By Rabbi Mitchel Malkus

In a recent blog post, Michael Weingrad, Associate Professor at Portland State University, asserts that the reason more American Jews don’t learn Hebrew is that they don’t want to. Weingrad argues that there is an “active pressure of the American Jewish psyche. American Jewish identity is based on feeling outside, on the threshold knocking at the door but never quite entering. Knocking at the door of Jewish identity, knocking at the door of American identity. To enter fully would be to lose one’s identity and become something different.” The reason that more American Jews don’t learn Hebrew, according to Weingrad, is that we have a psychological impediment that makes it unthinkable for most American Jews to do so.

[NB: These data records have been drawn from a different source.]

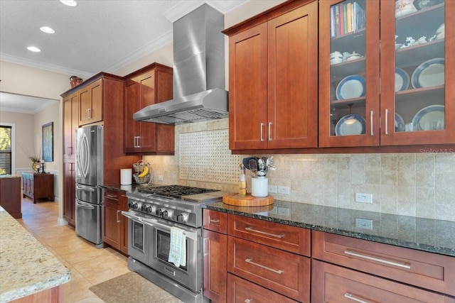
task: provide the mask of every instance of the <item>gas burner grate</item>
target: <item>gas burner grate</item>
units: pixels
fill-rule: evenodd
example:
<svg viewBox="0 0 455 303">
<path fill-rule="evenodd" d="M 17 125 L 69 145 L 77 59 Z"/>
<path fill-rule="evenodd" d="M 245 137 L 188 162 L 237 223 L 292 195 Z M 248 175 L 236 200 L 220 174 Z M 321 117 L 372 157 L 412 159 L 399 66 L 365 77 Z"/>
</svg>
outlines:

I have spent significant time studying the research and thinking about teaching Hebrew language in the United States. I was not sure that I agreed with Weingrad’s thesis, so I asked a few educators at the Charles E. Smith Jewish Day School what they thought about this argument. Ortal Wikoff is an Upper School Hebrew language teacher and has been working closely with Hebrew at the Center on the school’s move to a proficiency model of language instruction. Ortal responded that she disagrees with the author. She believes the reason that Jews in America are not motivated to learn the language is two-fold: 1) they don’t see the benefit of learning Hebrew, and 2) it’s not a language offered in public schools. Unlike Spanish, Japanese, or Chinese, there is no clear professional or societal benefit to learning Hebrew for American Jews—and that doesn’t even get into the issue of American Jews having less of a connection with Judaism or Israel with each passing generation. In her experience, Ortal does not see self-doubt or the challenge of the language as the real obstacles. Many American Jews learn Chinese in high school, even though it’s a far more challenging language to learn than Hebrew, because they think there will be future benefits for them professionally. Spanish is a less difficult language to learn, but the same could be said for the American Jews who choose to learn Spanish over Hebrew—it has professional application and it’s a language that is spoken by a large number of people in the U.S.

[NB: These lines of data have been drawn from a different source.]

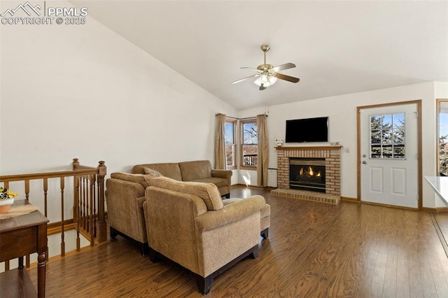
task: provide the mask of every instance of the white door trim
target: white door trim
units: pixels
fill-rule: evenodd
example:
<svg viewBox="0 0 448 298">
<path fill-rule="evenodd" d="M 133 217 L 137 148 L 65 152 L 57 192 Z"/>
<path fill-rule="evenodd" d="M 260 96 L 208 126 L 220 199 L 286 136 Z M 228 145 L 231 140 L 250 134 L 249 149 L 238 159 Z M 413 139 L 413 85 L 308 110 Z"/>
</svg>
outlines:
<svg viewBox="0 0 448 298">
<path fill-rule="evenodd" d="M 357 167 L 357 182 L 358 182 L 358 201 L 361 201 L 361 132 L 360 132 L 360 111 L 369 108 L 382 108 L 391 106 L 400 106 L 407 105 L 411 104 L 416 104 L 416 109 L 418 113 L 417 119 L 417 151 L 418 151 L 418 194 L 419 194 L 419 209 L 421 209 L 423 207 L 422 204 L 422 156 L 421 156 L 421 99 L 407 101 L 398 101 L 382 104 L 375 104 L 371 106 L 362 106 L 356 108 L 356 167 Z"/>
</svg>

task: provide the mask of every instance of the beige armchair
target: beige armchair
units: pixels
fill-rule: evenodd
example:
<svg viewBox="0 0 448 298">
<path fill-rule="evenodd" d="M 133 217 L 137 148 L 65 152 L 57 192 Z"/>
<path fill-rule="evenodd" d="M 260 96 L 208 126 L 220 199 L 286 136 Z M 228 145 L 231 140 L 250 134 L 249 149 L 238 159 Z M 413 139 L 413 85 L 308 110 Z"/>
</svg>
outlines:
<svg viewBox="0 0 448 298">
<path fill-rule="evenodd" d="M 112 173 L 106 180 L 106 204 L 111 237 L 120 234 L 139 243 L 141 255 L 148 253 L 143 203 L 145 176 L 127 173 Z"/>
<path fill-rule="evenodd" d="M 246 256 L 257 257 L 262 197 L 223 206 L 212 183 L 165 177 L 148 183 L 144 209 L 151 261 L 162 255 L 188 269 L 207 294 L 216 276 Z"/>
</svg>

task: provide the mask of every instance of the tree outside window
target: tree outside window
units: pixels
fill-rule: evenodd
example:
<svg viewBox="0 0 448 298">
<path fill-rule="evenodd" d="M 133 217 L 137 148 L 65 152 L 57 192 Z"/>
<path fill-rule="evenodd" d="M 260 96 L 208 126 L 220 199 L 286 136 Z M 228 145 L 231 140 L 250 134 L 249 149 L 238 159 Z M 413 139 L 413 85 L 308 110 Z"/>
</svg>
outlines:
<svg viewBox="0 0 448 298">
<path fill-rule="evenodd" d="M 448 99 L 438 99 L 438 176 L 448 176 Z"/>
<path fill-rule="evenodd" d="M 406 157 L 405 121 L 404 113 L 370 116 L 370 158 Z"/>
<path fill-rule="evenodd" d="M 256 167 L 258 156 L 257 120 L 242 120 L 241 123 L 241 167 Z"/>
<path fill-rule="evenodd" d="M 235 124 L 232 120 L 225 120 L 225 162 L 227 169 L 234 169 L 235 163 Z"/>
</svg>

Ortal says that CESJDS makes a point to convey the connection between Hebrew, Judaism, and Israel from the time of our student’s first academic exposure. The school constantly expresses to students how important it is to learn the language, to be connected to Israel, to strengthen our community, and to maintain and enhance the very important connection with our cultural heritage. If Hebrew’s worth were conveyed to the American Jewish community outside of a Jewish day school framework the same way it is expressed to our students, Ortal believes it would have a significant impact on the numbers of American Jews learning Hebrew.